Cost, Latency & Context Management · AI Engineer

8Cost, Latency & Context Management

Tokens cost money. A lot of money.

You build a chatbot. It works beautifully in testing. You deploy it. A hundred users show up. Your monthly API bill is 3,000 dollars.

Wait, what?

Here's the math. A single GPT-4-class API call with a long conversation might use 4,000 input tokens and 1,000 output tokens. At typical pricing, that's around 5-7 cents per conversation turn. Doesn't sound like much. But multiply by thousands of users, several turns each, and it adds up fast.

The dirty secret of production LLM apps: the engineering isn't in making them work. It's in making them affordable.

Understanding token pricing

Every LLM API charges by the token. A token is roughly 3/4 of a word in English. "Hello, how are you?" is about 6 tokens.

Most providers charge differently for input tokens (what you send) and output tokens (what the model generates). Output tokens are usually 2-4x more expensive because generating text is computationally harder than reading it.

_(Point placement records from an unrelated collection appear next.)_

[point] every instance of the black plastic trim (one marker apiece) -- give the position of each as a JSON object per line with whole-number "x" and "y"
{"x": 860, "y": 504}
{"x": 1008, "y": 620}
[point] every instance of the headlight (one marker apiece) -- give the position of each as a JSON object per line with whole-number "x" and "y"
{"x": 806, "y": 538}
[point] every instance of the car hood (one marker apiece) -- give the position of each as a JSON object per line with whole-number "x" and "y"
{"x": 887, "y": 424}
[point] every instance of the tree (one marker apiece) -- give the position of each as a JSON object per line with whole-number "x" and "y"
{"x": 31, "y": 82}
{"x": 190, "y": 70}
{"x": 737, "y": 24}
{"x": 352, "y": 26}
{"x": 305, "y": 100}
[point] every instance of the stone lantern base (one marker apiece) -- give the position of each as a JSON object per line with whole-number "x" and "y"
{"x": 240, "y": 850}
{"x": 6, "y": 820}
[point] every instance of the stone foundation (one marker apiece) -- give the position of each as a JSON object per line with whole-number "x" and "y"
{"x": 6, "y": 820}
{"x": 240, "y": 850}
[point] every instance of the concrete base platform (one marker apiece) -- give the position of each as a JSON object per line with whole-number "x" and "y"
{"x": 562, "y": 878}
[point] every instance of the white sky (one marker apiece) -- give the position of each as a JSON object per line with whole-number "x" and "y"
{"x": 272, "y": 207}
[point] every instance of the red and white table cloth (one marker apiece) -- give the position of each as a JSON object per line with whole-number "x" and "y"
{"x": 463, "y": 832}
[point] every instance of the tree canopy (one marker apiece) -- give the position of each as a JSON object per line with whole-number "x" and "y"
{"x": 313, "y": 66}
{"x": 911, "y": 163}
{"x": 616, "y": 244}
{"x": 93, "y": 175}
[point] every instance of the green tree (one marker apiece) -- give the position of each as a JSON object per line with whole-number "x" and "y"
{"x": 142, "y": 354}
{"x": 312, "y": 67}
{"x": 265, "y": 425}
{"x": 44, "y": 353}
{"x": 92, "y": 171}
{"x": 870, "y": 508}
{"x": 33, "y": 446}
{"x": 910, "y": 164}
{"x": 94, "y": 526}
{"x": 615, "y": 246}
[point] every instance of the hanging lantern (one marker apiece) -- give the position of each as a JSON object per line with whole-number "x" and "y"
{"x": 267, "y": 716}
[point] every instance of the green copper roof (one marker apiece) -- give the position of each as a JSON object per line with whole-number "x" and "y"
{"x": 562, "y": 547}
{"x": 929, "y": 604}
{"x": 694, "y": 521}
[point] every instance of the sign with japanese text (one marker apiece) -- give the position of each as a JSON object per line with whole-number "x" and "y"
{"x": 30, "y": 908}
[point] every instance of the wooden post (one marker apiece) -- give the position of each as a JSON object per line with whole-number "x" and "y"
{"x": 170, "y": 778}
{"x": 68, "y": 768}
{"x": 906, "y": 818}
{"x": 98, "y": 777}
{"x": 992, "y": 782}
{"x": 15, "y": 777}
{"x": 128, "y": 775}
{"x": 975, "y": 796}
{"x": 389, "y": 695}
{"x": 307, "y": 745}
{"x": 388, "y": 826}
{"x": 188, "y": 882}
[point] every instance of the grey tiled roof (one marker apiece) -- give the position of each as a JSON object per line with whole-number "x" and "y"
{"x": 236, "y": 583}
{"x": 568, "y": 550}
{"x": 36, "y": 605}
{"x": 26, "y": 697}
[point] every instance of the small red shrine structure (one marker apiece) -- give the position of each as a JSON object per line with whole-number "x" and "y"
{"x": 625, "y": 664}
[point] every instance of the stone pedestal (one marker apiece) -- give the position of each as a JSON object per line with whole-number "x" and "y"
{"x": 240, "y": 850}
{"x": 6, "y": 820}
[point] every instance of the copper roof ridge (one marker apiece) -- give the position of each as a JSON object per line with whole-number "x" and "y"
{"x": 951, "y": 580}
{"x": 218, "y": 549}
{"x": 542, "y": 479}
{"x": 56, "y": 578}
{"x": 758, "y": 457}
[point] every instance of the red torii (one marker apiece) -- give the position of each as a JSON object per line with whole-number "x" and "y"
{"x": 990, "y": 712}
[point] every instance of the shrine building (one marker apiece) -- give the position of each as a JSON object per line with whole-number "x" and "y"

Model Class	Input (per 1M tokens)	Output (per 1M tokens)
Small (Haiku, GPT-4o mini)	0.25 - 0.50 dollars	1 - 2 dollars
Medium (Sonnet, GPT-4o)	3 - 5 dollars	10 - 15 dollars
Large (Opus, GPT-4)	10 - 15 dollars	30 - 75 dollars

The difference between model tiers is enormous. A request that costs 0.1 cents on a small model costs 5 cents on a large one. Same question, 50x the cost.

This is why model selection per task is one of your biggest levers. More on that later.

Token budgets: planning ahead

A token budget is exactly what it sounds like — a cap on how many tokens a request can use. You set it before the request, and you enforce it.

Why bother? Because without a budget, a single runaway conversation can eat thousands of tokens. A user who pastes in a 50-page document as context? That's 15,000+ tokens just for the input.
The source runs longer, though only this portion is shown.